Business is driven by innovation. Competition thrives on companies racing to deliver the latest features and connected services to their customers. Yet, with a focus on providing the best customer experiences, such innovation demands huge volumes of data to provide the insights needed.

To stay innovative and competitive, increasing numbers of car manufacturers are branching out into the connected car space. When fitted with sensors connected to the Internet of Things (IoT), a connected car reveals precious insight on customers. Indeed, a single vehicle can produce many gigabytes of data each year, ranging from technical details on vehicle health to information on how and where it is driven. With the right tools and analysis, this feedback then becomes fuel for innovation, helping manufacturers make better-performing vehicles for their customers.

In this environment, GDPR has been a positive but disruptive force for good. While it protects consumers from those who would try to steal their information, the regulation also makes it more difficult for car companies to collect the very data that helps them continuously improve and innovate. The challenge for manufacturers is to ensure they can keep using that data without violating the data rights of their customers. In a post-GDPR world this challenge has become harder, but a new approach to data collection can square the circle.

Regulation meets reality

Privacy regulations distinguish between data that can be used for customer intelligence and data that constitutes personally identifiable information (PII).

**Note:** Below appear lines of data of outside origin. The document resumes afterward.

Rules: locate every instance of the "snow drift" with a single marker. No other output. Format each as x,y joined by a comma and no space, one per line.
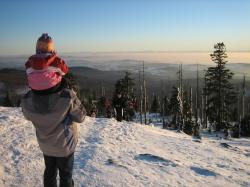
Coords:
110,153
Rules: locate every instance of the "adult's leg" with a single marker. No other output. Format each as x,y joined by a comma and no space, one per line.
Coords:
50,171
65,166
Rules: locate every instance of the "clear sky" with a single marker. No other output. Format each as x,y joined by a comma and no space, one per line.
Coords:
128,25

PII is information that can be used to find out the identity of an individual – though in practice, it is far more complicated. PII is a legal term, not a technical one. This means what it is can differ drastically by jurisdiction, and its definition is always changing. It can range from a person’s name to their IP address depending on where they live.

For a car manufacturer, the most precious data a connected car can provide is on driver behaviour and usage information. This tells you how the user interacts with the components that make up the car – from how often they engage the windscreen wipers to the use of their hazard lights. In isolation, data from a single car does not say much. However, when that same data is pulled and analysed from potentially millions of vehicles, manufacturers can properly evaluate performance and drive improvements.

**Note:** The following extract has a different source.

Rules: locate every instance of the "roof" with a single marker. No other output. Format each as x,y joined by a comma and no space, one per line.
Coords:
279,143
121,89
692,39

However, under GDPR, what can be defined as PII has broadened considerably, and now includes much of the data that connected automobile companies have been collecting for years. The reasoning is sound – even an anonymised vehicle identity number can be used to find out who the owner is with access to the right databases.

GDPR, of course, does not prevent car companies from collecting this data, but it does put heavy restrictions on how they can use it and who has access. A customer must provide consent for you to collect and use their data, then they retain the right to delete it whenever they want. Companies of all shades continue to experiment with how this can be achieved, yet for connected car companies there is a larger security issue at stake.

Time for a rethink

Under GDPR, you cannot allow unmitigated access to the bulk data you are collecting. Typically, connected vehicle companies will aggregate all their big data into one or several data lakes. This then allows the company’s data scientists to easily explore, analyse and seek insight using as much raw data as possible. The problem is that these environments contain both customer intelligence and PII, and companies too often make little attempt to classify between them or restrict access to data that’s protected under GDPR. This gives a potential bad actor plenty of opportunities to steal customer information and cause reputational and regulatory harm to the business.

However, connected car manufacturers can avoid this risk simply by aggregating their data in a different manner. Data should be stored by its classification - whether it’s personal or commercially valuable - and user permissions applied to ensure that PII cannot be accessed by just anyone. To heighten security further they should also apply unique policies to personal data, ensuring that even those with access – or those who have acquired access through nefarious means – cannot do harm. The system could be set up, for example, to detect and stop anyone performing bulk data transfers or using unfamiliar third-party applications on the data source.

Proper data characterisation and a greater use of user permissions allows companies to secure their data lakes without jeopardising their utility. Data scientists would still be able to view the data in aggregate and spot potentially valuable trends on the surface. Bad actors would just not be able to reach below and steal data for their own purposes.

Those who fail to innovate will be left in the dust of those who do. Yet innovation begins by having the courage to take a hard look at current processes and change them for the better. Only then does an organisation realise what is truly possible. For many automotive companies connected cars are the future, but data privacy demands a rethink of how they organise and analyse their data. With a fresh, more secure approach to data lakes it becomes easy for manufacturers to innovate while keeping their customers and regulators happy.